Your server’s access.log
file is a crucial component for maintaining the health and performance of your website. This log file records every request made to your web server, providing valuable information that can help you identify and mitigate potential threats. In this article, we’ll explore how to use access.log
to detect and block malicious bots that can cause high CPU usage, database crashes, and other performance issues.
Why Monitoring access.log
is Essential
Before you consider upgrading your server or optimizing your database, it’s important to check for signs of malicious activity. Bots and scrapers can aggressively crawl your site, leading to excessive server load and even downtime. Identifying these culprits through your access.log
can save you time and resources by allowing you to address the root cause of the problem directly.
Common Issues Caused by Malicious Bots
- High CPU Usage: Bots can send numerous requests in a short period, overwhelming your server’s CPU.
- Database Crashes: Continuous requests can overload your database, causing it to crash and leading to website downtime.
- Increased Bandwidth Consumption: Malicious bots can significantly increase your bandwidth usage, potentially leading to higher costs.
How to Analyze access.log
Viewing the access.log
File
To start, you need to access your access.log
file. On a typical NGINX server, you can find it at /var/log/nginx/access.log
. Use the following command to view the log file:
sudo tail -f /var/log/nginx/access.log
Understanding Log Entries
Each entry in the access.log
file follows a specific structure. Here’s an example entry:
172.xx.xx.xx - - [26/May/2024:17:54:15 +0000] "GET /computer/device/memory HTTP/2.0" 200 41629 "-" "Mozilla/5.0 AppleWebKit/537.36 (KHTML, like Gecko; compatible; bingbot/2.0; +http://www.bing.com/bingbot.htm) Chrome/116.xx Safari/537.36" "52.xx.xx.xx,xx.xx.xx.xx"
Here’s a breakdown of the key components:
- IP Address: The IP address of the requester.
- Timestamp: The date and time of the request.
- Request Method and URL: The HTTP method (e.g., GET) and the requested URL.
- Response Code and Size: The HTTP response code (e.g., 200 for success) and the size of the response.
- User-Agent: Information about the requester’s browser or bot.
Identifying Malicious Bots
Look for patterns in the access.log
that indicate malicious behavior. For example:
- A high number of requests from a single IP address or User-Agent in a short period.
- Requests to non-existent URLs or repetitive access to certain pages.
Example: Detecting Aggressive Scraping
In my case I notice multiple entries from claudebot these, indicating aggressive scraping:
172.xx.xx.xxx - - [26/May/2024:17:54:15 +0000] "GET /product-page HTTP/2.0" 200 12345 "-" "ClaudeBot/1.0 (+http://www.claudebot.com)"
Blocking Malicious Bots Using Fail2Ban
Step 1: Install Fail2Ban
First, install Fail2Ban if it’s not already installed:
sudo apt-get update sudo apt-get install fail2ban
Step 2: Create a Fail2Ban Filter
Create a filter file to match the malicious User-Agent.
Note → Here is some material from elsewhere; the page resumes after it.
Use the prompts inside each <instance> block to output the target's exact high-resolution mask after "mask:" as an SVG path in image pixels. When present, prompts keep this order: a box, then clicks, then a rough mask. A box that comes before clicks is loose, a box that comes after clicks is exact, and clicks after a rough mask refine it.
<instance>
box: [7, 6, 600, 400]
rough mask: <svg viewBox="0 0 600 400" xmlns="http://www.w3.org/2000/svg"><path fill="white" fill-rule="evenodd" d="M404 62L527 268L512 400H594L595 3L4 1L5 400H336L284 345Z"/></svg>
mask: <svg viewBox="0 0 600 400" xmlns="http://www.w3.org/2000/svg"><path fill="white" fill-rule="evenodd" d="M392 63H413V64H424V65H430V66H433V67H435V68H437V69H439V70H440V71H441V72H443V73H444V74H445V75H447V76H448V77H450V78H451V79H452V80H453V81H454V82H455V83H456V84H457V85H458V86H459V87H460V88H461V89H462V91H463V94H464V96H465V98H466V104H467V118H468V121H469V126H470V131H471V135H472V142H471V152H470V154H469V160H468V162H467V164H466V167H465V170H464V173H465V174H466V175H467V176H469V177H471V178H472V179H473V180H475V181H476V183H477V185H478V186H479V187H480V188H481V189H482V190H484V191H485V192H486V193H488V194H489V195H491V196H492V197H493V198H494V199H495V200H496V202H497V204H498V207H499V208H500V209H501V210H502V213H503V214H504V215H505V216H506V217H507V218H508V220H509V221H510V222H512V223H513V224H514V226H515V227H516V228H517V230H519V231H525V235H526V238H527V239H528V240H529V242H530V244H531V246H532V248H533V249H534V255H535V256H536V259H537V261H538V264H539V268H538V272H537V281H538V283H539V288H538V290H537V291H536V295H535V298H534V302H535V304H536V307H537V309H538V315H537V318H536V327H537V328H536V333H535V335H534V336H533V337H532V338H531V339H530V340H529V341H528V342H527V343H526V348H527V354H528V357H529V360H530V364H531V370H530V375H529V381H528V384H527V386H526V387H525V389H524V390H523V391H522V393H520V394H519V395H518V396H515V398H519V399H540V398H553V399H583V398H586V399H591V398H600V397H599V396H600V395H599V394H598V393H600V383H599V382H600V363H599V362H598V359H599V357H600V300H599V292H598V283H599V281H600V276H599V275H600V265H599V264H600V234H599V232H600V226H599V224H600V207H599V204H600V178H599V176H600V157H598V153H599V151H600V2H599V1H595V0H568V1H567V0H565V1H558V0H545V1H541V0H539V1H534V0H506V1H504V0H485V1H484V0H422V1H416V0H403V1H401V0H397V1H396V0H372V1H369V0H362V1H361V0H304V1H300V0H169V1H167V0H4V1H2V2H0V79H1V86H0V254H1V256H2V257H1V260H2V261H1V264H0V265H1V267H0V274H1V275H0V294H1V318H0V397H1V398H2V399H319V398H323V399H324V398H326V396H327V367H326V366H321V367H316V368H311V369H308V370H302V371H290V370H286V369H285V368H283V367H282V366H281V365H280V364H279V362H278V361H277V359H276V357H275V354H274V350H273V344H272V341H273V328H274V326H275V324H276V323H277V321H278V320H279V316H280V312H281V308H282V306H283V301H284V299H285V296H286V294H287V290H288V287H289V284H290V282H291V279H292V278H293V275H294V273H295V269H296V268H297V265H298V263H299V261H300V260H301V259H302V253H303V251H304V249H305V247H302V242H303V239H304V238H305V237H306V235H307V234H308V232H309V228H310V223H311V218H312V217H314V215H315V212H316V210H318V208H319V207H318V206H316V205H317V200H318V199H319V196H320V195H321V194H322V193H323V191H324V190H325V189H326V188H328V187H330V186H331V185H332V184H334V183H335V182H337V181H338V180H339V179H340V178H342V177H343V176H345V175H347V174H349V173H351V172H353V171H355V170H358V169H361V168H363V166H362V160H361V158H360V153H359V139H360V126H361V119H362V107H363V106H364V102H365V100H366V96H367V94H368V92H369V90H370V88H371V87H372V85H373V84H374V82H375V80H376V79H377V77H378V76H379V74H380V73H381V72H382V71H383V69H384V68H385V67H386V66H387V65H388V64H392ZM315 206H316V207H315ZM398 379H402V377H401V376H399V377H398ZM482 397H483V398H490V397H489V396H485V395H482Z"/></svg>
For instance, to block “ClaudeBot”:
sudo nano /etc/fail2ban/filter.d/bad-bots.conf
Add the following content to the file:
[Definition] failregex = <HOST>.*"GET.*HTTP.*".*"ClaudeBot/1.0.*
Step 3: Configure the Jail
Now, create a jail configuration to use this filter:
sudo nano /etc/fail2ban/jail.local
Add the following content:
[nginx-bad-bots] enabled = true filter = bad-bots action = iptables-multiport[name=NoBots, port="http,https"] logpath = /var/log/nginx/access.log bantime = 86400 findtime = 600 maxretry = 5
Step 4: Restart Fail2Ban
Finally, restart Fail2Ban to apply the changes:
sudo systemctl restart fail2ban
Monitoring and Maintaining Fail2Ban
Checking Banned IPs
To see the list of banned IPs, use:
sudo fail2ban-client status nginx-bad-bots
Unbanning an IP
If you need to unban an IP, use:
sudo fail2ban-client set nginx-bad-bots unbanip <IP_ADDRESS>
Conclusion
Regularly monitoring your access.log
and using tools like Fail2Ban can help you protect your server from malicious bots. By identifying and blocking these threats, you can ensure the stability and performance of your website, avoiding unnecessary server upgrades or database optimizations.